Slide View : Parallel Computer Architecture and Programming : 15-418/618 Spring 2015

kayvonf

Question: give a conflict management policy that avoids livelock in Case 4.

gryffolyon

Can we bring in some kind of an ordering here: like if 2 threads are doing a write, thread with a lower(or higher) thread id is allowed to go first and allowed to commit. Only after that we allow thread 1 to do its write and commit. In between, if thread1 tries to abort thread0, given our priority scheming, we allow thread 0 to continue and abort thread1 till thread0 completes.

Of course there can be many other ways of doing it too.

iZac

That would lead to starvation for T1. OS might schedule T0 again and again and starve T1 to run.

ericwang

My idea is that a transaction won't send write check until the very last step before commit. After that, it commits.
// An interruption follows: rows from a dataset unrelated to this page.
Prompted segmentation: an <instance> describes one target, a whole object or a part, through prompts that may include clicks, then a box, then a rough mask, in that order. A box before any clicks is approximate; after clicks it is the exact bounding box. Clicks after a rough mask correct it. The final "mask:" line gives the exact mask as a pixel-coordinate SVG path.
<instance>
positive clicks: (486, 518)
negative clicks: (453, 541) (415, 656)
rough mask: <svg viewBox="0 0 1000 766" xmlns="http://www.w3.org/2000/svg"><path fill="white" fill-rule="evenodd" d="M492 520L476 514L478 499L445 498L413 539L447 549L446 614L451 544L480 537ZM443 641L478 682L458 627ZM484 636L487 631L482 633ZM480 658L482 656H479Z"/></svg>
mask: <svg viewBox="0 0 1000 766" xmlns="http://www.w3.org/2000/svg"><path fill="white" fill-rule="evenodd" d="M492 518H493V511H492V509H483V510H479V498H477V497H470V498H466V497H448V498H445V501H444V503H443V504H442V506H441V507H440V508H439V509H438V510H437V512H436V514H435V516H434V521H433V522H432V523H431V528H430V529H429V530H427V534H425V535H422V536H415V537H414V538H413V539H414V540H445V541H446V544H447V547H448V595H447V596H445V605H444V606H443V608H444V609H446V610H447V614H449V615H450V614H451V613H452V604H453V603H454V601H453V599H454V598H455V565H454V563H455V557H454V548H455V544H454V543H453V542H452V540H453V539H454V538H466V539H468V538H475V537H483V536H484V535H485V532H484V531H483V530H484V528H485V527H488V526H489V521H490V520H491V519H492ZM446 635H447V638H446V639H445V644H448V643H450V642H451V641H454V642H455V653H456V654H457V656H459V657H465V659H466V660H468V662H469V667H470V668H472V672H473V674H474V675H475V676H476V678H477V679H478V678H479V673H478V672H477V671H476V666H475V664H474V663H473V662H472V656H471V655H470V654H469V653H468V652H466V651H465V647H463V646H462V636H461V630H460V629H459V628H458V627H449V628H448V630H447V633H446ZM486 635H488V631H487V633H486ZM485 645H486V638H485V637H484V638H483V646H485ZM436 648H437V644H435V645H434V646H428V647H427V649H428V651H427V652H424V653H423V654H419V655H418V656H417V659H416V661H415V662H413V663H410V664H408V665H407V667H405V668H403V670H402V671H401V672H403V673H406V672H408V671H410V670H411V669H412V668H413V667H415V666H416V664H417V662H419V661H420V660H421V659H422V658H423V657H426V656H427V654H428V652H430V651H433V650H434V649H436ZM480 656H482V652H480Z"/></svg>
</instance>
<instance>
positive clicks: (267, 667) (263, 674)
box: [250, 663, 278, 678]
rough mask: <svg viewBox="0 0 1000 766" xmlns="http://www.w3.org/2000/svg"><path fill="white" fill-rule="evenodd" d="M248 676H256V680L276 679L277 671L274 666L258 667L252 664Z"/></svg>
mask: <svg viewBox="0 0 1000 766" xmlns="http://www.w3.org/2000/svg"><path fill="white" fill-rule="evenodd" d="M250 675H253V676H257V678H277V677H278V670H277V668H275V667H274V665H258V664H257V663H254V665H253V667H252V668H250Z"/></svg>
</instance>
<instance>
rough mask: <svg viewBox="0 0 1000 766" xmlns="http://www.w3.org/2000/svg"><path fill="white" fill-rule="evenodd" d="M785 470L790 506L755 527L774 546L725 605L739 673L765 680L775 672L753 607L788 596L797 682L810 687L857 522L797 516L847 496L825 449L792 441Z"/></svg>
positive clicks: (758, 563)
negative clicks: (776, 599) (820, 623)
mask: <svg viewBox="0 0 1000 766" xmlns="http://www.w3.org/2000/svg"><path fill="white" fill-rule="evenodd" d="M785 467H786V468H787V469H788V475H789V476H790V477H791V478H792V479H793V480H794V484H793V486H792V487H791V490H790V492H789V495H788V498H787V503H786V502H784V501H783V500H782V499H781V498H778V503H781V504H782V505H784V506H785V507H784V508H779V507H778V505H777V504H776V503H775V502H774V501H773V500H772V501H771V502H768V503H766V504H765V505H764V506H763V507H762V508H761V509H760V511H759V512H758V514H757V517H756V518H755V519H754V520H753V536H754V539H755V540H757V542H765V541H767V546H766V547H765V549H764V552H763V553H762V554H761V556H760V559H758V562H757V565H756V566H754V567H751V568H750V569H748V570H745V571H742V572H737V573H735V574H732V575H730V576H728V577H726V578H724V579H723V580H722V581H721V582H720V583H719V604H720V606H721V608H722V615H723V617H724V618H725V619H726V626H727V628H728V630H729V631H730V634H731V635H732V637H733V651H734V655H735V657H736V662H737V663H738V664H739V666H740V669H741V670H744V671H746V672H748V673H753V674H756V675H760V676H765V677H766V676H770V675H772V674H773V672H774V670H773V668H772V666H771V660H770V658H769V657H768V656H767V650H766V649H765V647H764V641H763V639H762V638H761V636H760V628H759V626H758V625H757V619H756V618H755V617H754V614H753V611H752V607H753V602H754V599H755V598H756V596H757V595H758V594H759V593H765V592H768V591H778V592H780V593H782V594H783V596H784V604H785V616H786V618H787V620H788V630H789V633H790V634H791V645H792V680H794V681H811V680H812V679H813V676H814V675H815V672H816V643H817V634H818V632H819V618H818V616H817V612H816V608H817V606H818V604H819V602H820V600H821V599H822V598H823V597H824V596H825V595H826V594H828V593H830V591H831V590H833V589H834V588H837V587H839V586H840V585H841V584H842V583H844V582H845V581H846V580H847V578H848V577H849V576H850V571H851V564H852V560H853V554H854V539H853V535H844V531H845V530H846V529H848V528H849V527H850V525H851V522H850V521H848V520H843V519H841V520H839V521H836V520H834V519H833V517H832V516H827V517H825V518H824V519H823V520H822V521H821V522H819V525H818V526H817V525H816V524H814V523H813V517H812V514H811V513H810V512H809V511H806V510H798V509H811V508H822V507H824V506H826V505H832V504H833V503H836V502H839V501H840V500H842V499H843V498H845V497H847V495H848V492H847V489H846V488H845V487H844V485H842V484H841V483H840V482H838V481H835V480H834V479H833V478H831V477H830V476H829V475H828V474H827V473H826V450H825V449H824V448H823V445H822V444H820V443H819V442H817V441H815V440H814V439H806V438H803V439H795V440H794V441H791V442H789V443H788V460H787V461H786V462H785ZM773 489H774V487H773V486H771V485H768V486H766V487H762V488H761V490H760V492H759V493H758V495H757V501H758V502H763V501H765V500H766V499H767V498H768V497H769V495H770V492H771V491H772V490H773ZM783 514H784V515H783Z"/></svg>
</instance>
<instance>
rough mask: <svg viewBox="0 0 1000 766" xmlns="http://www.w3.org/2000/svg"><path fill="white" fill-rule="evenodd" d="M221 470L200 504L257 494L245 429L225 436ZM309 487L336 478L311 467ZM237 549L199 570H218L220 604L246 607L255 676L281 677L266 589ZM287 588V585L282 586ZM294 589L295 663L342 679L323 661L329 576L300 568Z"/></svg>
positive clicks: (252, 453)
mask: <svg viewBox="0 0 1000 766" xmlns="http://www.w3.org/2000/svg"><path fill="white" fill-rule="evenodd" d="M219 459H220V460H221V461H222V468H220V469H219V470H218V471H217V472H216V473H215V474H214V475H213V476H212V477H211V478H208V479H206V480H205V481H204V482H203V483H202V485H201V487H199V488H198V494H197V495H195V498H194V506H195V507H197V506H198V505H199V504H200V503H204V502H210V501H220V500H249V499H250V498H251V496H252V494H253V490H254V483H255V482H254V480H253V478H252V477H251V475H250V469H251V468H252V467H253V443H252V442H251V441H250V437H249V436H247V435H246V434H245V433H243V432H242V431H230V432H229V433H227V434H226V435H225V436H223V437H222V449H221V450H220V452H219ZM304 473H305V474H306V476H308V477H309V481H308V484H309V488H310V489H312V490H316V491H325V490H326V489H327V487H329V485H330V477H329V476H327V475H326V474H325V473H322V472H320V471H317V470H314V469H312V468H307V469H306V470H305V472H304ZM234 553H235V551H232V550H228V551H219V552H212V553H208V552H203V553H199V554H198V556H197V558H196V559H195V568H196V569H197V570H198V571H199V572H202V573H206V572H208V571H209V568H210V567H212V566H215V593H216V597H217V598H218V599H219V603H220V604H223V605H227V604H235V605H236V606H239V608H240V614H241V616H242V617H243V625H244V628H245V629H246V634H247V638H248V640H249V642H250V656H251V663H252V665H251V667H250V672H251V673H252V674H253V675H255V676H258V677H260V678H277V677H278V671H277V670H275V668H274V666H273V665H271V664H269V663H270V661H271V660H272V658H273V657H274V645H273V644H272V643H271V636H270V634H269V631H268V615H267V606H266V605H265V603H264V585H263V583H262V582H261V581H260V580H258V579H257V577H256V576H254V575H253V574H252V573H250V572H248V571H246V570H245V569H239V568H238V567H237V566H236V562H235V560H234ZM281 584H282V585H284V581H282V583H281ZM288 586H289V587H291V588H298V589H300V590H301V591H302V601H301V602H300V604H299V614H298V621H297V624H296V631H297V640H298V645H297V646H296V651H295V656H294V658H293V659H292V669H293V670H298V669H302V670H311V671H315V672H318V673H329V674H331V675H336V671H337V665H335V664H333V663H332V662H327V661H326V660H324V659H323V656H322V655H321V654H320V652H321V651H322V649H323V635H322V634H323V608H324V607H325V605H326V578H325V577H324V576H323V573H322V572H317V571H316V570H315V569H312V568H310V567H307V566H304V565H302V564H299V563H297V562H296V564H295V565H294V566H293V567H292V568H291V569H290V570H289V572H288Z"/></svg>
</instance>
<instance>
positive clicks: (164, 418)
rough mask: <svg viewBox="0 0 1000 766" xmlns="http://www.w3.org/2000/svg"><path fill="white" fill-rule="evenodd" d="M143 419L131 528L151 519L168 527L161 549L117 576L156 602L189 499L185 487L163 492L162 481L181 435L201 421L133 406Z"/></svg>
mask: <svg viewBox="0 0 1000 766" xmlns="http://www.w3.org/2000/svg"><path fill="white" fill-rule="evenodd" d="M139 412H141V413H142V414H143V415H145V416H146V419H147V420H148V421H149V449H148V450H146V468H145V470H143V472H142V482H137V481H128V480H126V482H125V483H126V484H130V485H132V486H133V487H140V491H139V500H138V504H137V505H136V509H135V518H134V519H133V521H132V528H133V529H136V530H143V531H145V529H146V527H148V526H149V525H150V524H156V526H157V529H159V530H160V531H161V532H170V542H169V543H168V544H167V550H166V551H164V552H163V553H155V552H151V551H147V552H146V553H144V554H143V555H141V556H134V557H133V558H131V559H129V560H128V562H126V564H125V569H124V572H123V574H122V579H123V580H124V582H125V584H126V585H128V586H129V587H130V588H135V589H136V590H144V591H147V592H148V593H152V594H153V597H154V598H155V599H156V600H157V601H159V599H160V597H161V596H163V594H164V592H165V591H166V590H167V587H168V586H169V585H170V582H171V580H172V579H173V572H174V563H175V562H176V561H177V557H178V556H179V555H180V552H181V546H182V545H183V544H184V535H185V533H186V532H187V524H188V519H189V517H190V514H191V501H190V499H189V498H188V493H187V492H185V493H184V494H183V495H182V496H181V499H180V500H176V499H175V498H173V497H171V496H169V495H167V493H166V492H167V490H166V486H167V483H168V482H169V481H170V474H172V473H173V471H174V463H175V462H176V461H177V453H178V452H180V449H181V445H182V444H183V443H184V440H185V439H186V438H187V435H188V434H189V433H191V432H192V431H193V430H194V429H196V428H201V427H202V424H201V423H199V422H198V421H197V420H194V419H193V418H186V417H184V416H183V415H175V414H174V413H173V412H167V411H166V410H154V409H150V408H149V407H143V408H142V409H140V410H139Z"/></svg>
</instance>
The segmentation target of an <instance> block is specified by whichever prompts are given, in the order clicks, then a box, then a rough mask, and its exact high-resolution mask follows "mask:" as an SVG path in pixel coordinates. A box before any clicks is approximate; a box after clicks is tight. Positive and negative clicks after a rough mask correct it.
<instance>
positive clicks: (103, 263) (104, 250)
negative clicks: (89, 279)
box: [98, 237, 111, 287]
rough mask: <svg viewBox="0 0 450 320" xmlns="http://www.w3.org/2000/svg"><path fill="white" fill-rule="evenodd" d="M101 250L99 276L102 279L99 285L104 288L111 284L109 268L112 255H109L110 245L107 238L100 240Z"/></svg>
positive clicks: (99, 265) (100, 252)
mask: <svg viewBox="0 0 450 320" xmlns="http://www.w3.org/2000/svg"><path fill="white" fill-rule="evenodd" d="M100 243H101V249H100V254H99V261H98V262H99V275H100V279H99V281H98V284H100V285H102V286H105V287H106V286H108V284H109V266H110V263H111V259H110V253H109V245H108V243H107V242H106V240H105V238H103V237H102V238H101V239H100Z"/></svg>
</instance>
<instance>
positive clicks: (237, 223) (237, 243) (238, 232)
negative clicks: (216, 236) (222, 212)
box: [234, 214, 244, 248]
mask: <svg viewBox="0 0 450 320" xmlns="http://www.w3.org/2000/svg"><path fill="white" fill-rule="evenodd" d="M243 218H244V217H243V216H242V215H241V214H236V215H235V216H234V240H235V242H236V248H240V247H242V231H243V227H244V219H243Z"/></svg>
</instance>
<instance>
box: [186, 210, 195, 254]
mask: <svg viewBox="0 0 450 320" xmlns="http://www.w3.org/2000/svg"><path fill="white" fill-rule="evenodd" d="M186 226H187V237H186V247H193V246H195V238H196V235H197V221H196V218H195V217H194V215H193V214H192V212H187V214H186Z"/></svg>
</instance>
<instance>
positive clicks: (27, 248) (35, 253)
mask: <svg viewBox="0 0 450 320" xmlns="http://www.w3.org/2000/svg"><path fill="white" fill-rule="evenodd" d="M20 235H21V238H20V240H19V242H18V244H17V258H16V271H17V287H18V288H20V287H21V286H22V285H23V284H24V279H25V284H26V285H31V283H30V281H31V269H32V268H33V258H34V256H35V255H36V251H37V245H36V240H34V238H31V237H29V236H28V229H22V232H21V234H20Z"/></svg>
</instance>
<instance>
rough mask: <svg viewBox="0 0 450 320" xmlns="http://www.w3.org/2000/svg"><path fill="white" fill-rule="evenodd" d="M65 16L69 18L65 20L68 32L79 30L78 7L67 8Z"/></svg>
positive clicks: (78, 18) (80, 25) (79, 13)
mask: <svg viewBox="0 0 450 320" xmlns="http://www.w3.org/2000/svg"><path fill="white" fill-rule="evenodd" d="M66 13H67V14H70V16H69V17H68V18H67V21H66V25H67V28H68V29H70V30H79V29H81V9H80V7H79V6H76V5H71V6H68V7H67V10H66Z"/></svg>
So if there is any transaction commits before this one, it will receive check and restart given any conflict exists. And the transaction who sent the checks will commit anyway.

mangocourage

How is it guaranteed in software that the two threads can't be checking each other at the same time? For example if t0 is checking t1, what's the logic to guarantee that t1 is not simultaneously checking t0?

ChandlerBing

What would happen if we make the other thread stall (instead of abort) until the current thread commits its write in case 4?

cgjdemo

I think if a write-write conflict is detected, the thread which receives the check should stall until the thread which issues the check commits. Now the two transactions are executed in serial order so there is no livelock.

BigFish

@cgjdemo I agree. Actually I cannot see any point why in case 4, T1's wrA should cause T0 to restart. It is more reasonable for T1 to be stalled until T0 commit.

sam

Yes stalling T0 on a write check can cause starvation to T0. I think better way would be to stall the thread which is checking and not which is being checked.

subliminal

I think stalling based on some global numbering plus randomized exponential backoff would fix this. This would solve cases with more than two conflicting write-write conflicts as well.

russt17

Can someone explain why the stalling is done in case 2? I don't see why it is necessary.

landuo

To avoid live lock in case4, I think we can apply timestamp of the transactions. When conflict occurs, transaction with latest timestamp gets aborted and scheduled again with the same timestamp. Thus, the system will schedule conflicting transactions based on a first come, first serve strategy.

jezimmer

What about this solution to livelocking:

instead of immediately aborting, we wait to see if the transaction commits, and the time we wait before restarting increases by a factor of two each time?

amaliujia

@landuo. Timestamp is a good idea. I think the idea essentially is to maintain a steady order, like a FIFO queue.

gryffolyon

@russt17, the reason why we stall T1 is because it has read a value which is not state. Remember T0 has done a write earlier than T1 but T0 has not committed it yet. Hence by the semantics of transactional memory, T1 has read the value which does not reflect the change done by T0 and goes about its calculations. The idea of transactions is that we should be able to represent the transactions of T0 and T1 sequentially in a timeline. If we did not stall the read of T1, T1 breaks the order of the timeline and it cannot fit alongside T0. Hence we stall T1 until T0 commits after which T1 reads the value and goes about its commit. Now by doing this, we are ensuring T1 occurs after T0 on the timeline

abist

I think stalling the thread which checks until the other thread would be a good way, because that way the transaction is serialized, which is one of the requirements for transactional memory.

kamladi

What determines whether a thread is stalled vs. restarted? Is this decided by the convention manager's policy? When is one chosen over the other?

Berry

@kayvonf We could change the policy from "aggressive" to "polite" and use exponential backoff to use the number of aborts as a basis for choosing how long to stall for. This way we can keep stalling until T1 commits. After some number of stalls if T1 still isn't able to commit (maybe it's aborting due to a third thread) we can start stalling T1 instead.

parallelfifths

@kamladi, I have the same question. Everyone here has proposed some variation of stalling instead of restarting in Case 4, the Write-Write conflict, to avoid livelock. It seems to me that we could then also use a stall initially in Case 3, the Read-Write conflict. Couldn't we simply have T0 wait to complete its read until T1 has committed its write the first time, instead of doing the initial abort? I think this achieves an identical result in the end to the current Case 3 implementation.

Is there ever a case when we need a restart (and abort) instead of a stall?

ankit1990

@landuo I agree with the idea of time stamping. In general, any sort of scheme which always prioritizes one transaction over the other (maybe a transaction id, or the id of the thread executing the transaction) should work fine.